The pandemic-induced slowdown in the Indian economy is likely to result in a steel demand contraction of 10-15 percent in the fiscal year 2020-21 (started April 1, 2020) with government-led spending necessary for a demand revival, India Ratings and Research (Ind-Ra) said in a report on impact of Covid-19 on the domestic steel industry.
To compensate for the low domestic demand, Indian steel producers are looking to cater to the export market and ex-India steel products’ price competitiveness may seem to have improved with lower iron ore prices compared to international iron ore prices, the Ind-Ra report stated. According to the agency, Chinese steel producers’ cost of production has been going up due to high raw material costs. There seems to be short-term opportunities for Indian companies to cater to Asian markets.

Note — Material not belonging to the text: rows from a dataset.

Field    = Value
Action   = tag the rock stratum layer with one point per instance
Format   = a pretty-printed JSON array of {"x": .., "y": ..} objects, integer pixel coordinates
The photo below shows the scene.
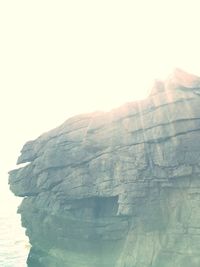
[{"x": 117, "y": 189}]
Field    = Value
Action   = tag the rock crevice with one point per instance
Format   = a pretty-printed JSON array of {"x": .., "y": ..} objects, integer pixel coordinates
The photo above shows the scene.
[{"x": 117, "y": 189}]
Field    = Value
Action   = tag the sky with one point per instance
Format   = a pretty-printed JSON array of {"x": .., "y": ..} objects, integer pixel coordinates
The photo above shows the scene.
[{"x": 61, "y": 58}]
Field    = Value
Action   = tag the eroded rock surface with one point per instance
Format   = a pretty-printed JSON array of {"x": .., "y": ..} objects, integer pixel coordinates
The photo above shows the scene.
[{"x": 117, "y": 189}]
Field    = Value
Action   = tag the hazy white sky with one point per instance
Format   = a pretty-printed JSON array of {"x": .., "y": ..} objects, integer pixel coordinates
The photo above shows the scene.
[{"x": 60, "y": 58}]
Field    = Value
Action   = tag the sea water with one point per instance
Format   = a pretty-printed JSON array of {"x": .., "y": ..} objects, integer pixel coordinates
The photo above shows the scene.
[{"x": 14, "y": 245}]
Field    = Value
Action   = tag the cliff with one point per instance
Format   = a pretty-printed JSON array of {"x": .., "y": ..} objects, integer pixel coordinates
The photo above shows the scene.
[{"x": 117, "y": 189}]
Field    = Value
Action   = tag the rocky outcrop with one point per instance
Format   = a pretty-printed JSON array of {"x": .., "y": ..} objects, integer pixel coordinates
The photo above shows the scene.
[{"x": 117, "y": 189}]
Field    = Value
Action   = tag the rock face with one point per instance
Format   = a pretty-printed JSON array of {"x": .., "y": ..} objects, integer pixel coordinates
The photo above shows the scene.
[{"x": 117, "y": 189}]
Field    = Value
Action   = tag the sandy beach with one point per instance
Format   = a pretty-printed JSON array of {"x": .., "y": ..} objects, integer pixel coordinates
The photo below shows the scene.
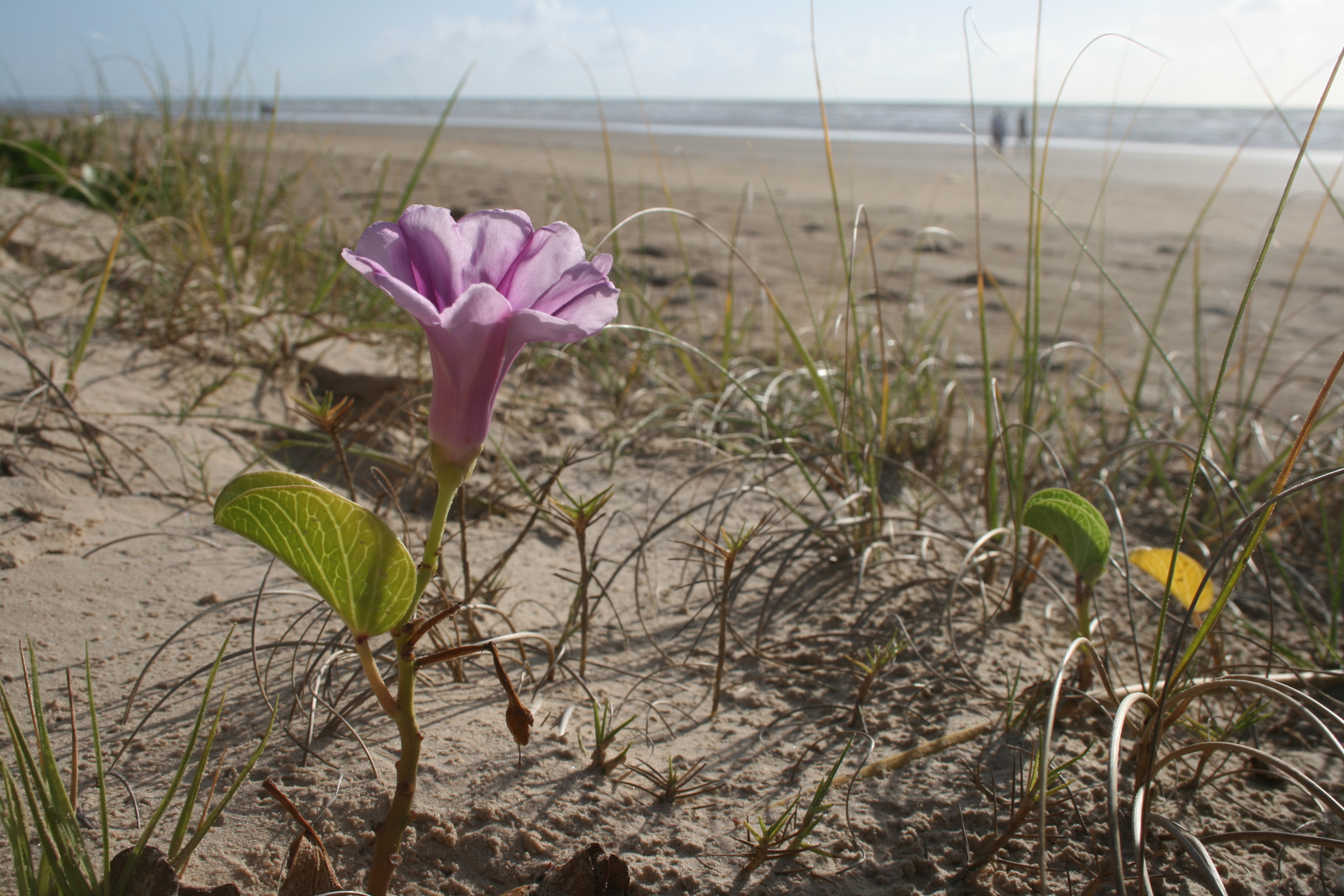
[{"x": 123, "y": 558}]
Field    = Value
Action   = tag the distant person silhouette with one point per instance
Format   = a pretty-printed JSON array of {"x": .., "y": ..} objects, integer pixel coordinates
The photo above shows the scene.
[{"x": 999, "y": 129}]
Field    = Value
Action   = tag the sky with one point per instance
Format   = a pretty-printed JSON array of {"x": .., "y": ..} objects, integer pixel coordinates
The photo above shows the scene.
[{"x": 1205, "y": 52}]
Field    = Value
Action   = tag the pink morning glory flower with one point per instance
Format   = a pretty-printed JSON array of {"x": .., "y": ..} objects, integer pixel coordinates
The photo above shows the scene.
[{"x": 483, "y": 288}]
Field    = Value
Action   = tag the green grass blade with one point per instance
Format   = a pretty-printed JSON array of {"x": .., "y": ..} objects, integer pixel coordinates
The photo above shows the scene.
[
  {"x": 188, "y": 804},
  {"x": 182, "y": 766},
  {"x": 99, "y": 767},
  {"x": 180, "y": 860},
  {"x": 17, "y": 832}
]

Ind-Ra expects steel prices to undergo a correction during the current fiscal year, with an inventory buildup especially in intermediate products, with downstream facilities of most primary steel producers being shut down during the lockdown period. However, there could be certain temporary periods when prices may receive support due to lower production levels limiting supply as economic activities resume.

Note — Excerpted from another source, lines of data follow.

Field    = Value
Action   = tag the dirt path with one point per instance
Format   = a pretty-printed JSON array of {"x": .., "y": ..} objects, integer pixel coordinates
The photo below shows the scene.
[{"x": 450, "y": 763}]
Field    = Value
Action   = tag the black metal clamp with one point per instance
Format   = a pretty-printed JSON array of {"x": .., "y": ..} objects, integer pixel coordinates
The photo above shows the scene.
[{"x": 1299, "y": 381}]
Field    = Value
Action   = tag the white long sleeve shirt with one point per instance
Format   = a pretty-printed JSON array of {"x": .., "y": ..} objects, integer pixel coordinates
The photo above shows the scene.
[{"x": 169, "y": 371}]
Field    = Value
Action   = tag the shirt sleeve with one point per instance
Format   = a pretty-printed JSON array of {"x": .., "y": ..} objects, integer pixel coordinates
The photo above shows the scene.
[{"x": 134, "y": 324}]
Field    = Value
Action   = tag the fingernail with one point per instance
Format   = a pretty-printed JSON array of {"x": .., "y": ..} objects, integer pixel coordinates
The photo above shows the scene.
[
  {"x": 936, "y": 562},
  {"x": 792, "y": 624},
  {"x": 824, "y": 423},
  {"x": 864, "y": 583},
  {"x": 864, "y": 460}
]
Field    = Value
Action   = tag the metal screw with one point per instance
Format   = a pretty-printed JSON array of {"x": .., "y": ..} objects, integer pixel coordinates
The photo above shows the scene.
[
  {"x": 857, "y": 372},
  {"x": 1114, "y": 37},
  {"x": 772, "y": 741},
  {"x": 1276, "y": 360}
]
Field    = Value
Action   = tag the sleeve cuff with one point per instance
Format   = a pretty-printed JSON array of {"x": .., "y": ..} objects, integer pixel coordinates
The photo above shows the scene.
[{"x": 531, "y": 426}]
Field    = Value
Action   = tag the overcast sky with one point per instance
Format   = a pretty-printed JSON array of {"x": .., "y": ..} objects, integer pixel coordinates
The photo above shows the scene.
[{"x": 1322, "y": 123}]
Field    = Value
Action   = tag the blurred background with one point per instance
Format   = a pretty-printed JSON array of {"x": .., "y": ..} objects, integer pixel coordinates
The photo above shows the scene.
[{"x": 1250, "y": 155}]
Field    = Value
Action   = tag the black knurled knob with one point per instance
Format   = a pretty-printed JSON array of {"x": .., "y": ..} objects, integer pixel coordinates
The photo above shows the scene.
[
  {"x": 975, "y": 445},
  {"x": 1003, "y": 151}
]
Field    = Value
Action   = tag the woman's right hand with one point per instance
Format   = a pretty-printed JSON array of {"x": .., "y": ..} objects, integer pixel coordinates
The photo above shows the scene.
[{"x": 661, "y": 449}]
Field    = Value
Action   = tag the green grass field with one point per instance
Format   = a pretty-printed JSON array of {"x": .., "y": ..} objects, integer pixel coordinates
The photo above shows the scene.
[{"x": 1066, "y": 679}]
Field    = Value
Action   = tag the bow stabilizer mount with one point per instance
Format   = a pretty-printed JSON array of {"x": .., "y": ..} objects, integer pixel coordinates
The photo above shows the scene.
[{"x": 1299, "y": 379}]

Steel producers will find some respite from subdued raw material prices, both iron ore and coking coal. With supplies exceeding demand in the seaborne coking coal market, prices are likely to remain low, Ind-Ra noted.
The agency expects Indian steel companies’ sales and profits to bottom out during the first half of the current fiscal year due to the lockdown during the first quarter and the seasonally weak second quarter. Earnings before interest, tax, depreciation and amortization (EBITA) are expected to decline by 20-30 percent in the fiscal year 2020-21.

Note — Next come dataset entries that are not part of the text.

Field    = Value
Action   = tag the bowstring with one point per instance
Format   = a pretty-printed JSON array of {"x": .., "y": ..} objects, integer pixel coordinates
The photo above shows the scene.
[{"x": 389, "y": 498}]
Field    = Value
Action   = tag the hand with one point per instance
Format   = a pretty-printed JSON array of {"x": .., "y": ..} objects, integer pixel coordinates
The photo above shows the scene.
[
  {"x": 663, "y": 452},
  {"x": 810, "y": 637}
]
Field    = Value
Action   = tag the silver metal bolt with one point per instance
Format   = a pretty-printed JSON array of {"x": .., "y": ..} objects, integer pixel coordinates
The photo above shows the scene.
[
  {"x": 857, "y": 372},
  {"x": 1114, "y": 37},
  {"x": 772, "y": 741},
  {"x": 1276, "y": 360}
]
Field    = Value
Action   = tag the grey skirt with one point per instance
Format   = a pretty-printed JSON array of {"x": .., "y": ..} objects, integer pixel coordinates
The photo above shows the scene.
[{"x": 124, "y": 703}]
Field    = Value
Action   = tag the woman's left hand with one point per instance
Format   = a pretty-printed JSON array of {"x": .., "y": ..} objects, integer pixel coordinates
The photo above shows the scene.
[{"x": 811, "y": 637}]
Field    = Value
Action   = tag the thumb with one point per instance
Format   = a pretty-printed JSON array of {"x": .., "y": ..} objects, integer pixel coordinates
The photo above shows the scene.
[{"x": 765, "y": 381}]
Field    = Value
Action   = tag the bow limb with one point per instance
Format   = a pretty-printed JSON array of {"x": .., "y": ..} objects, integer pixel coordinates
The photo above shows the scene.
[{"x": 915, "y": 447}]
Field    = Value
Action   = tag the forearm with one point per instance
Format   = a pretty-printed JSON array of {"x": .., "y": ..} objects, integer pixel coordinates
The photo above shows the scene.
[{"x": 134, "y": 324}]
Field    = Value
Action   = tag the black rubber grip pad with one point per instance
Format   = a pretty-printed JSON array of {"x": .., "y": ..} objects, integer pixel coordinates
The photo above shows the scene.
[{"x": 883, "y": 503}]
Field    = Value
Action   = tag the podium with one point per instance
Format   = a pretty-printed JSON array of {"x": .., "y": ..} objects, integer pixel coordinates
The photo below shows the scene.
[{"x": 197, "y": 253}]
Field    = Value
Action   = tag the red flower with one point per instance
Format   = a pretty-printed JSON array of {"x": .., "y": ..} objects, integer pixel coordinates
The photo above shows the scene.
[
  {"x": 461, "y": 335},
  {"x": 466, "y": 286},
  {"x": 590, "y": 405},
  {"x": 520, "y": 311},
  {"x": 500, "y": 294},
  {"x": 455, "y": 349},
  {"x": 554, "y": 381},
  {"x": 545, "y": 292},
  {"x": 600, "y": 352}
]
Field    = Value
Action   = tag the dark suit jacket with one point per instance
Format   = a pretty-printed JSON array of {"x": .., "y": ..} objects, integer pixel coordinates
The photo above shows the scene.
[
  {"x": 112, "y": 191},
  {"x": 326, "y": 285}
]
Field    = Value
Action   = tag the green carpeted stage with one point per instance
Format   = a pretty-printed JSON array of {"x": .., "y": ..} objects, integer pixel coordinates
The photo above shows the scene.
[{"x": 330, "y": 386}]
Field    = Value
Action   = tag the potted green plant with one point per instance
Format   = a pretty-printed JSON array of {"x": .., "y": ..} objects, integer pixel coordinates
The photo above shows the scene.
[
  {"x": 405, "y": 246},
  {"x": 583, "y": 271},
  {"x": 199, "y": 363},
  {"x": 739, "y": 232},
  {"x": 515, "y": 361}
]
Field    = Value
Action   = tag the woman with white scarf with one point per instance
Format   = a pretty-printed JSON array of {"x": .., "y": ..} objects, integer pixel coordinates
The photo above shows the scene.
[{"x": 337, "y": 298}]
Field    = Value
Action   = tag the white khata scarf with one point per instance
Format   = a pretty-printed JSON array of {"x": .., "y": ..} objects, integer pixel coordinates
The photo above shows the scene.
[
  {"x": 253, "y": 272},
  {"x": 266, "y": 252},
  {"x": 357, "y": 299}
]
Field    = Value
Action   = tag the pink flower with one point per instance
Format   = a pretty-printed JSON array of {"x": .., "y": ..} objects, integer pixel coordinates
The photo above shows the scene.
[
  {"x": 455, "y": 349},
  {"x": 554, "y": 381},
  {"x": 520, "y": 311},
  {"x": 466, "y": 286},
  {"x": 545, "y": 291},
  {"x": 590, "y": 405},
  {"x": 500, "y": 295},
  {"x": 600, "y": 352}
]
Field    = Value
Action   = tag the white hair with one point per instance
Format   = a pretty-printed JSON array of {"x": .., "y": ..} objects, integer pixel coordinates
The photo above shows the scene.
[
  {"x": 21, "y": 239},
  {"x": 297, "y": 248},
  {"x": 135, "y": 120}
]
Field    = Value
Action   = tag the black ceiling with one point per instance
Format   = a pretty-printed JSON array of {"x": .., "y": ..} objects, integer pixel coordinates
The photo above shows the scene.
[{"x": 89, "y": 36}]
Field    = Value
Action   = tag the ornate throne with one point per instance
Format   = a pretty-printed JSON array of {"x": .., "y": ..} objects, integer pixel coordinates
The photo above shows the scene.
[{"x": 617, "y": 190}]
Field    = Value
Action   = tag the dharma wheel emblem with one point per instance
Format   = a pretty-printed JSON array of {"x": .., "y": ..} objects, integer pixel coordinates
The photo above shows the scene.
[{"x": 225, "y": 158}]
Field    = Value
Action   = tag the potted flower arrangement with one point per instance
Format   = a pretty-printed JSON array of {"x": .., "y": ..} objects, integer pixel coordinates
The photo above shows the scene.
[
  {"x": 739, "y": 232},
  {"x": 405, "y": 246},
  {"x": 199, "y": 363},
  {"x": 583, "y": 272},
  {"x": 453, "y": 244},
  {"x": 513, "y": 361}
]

Ind-Ra anticipates that the flat product segment, which was already facing headwinds prior to the lockdown, is likely to be more impacted by the pandemic than the long product segment, led by weak demand conditions in end-use industries such as automobiles, consumer goods and white goods due to consumers delaying discretionary expenses. Conversely, long product segments could see better demand as accelerated government spending on infrastructure would provide an impetus to end-use industries.
However, the key issue would be supply-chain disruptions and labor availability and the labor retention policies of each state would be critical to ensure minimum disruptions in manpower availability, the agency report said.